Giovedi Santo

GIOVEDI’ SANTO

 

 

Con la celebrazioni in Coena Domini si rievoca il rito della lavanda dei piedi di Gesù agli apostoli e l’ultima cena con l’istituzione dell’Eucaristia.

A questo rito partecipano i confrati che hanno rappresentato il dramma della Ramaliva, con gli stessi costumi della sacra rappresentazione.

 

Dopo la Comunione avviene la reposizione dell’Eucaristia nel Tabernacolo ( impropriamente detto “sepolcro “ ), che viene chiuso e la chiave affidata a un bambino che la custodirà nella propria casa, per riconsegnarla durante la liturgia del Venerdì Santo.

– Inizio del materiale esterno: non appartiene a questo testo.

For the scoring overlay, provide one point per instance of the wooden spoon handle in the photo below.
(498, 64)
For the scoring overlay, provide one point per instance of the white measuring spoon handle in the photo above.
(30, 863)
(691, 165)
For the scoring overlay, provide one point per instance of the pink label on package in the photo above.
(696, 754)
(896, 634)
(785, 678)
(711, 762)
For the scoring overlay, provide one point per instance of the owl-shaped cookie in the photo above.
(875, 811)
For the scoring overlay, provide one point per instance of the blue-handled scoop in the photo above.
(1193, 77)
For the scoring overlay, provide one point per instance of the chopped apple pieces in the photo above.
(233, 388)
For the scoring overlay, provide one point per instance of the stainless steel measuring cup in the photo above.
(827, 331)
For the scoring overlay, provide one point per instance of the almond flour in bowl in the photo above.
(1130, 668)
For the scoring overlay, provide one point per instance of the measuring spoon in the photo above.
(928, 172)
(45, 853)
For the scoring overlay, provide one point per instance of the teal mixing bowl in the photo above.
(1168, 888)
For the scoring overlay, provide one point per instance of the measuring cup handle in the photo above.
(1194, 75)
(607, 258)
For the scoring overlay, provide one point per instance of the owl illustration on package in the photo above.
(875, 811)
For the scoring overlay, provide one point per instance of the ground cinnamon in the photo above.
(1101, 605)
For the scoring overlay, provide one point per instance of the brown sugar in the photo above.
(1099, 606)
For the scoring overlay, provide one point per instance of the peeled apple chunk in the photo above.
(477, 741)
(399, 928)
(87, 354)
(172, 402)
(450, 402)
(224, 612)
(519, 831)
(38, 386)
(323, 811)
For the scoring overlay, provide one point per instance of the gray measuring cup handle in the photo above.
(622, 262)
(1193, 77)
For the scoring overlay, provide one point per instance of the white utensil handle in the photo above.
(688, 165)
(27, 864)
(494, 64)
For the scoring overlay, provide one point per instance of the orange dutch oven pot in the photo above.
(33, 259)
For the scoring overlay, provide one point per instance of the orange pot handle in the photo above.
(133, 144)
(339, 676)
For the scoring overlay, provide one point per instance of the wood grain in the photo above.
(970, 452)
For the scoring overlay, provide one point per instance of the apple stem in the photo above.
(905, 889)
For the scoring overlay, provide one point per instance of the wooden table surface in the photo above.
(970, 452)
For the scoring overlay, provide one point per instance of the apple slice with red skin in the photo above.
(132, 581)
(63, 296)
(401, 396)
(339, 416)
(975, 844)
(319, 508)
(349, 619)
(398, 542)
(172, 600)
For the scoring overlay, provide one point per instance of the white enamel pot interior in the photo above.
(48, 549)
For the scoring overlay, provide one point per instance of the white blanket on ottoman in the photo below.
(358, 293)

Questo gesto ha un profondo significato: enfatizza la purezza del bambino e, di conseguenza, gli viene riconosciuta la dignità a essere custode di quella chiave, che  è il sigillo del tabernacolo.

 

Segue il momento della rievocazione dell’ultima cena, in silenzio, durante il quale i confrati ripetono i gesti che Gesù fece quella notte, e alla fine del quale, sempre in silenzio, viene distribuito il pane ai fedeli rigorosamente seduti ognuno al proprio posto in compostezza, che conferisce la giusta solennità alla celebrazione.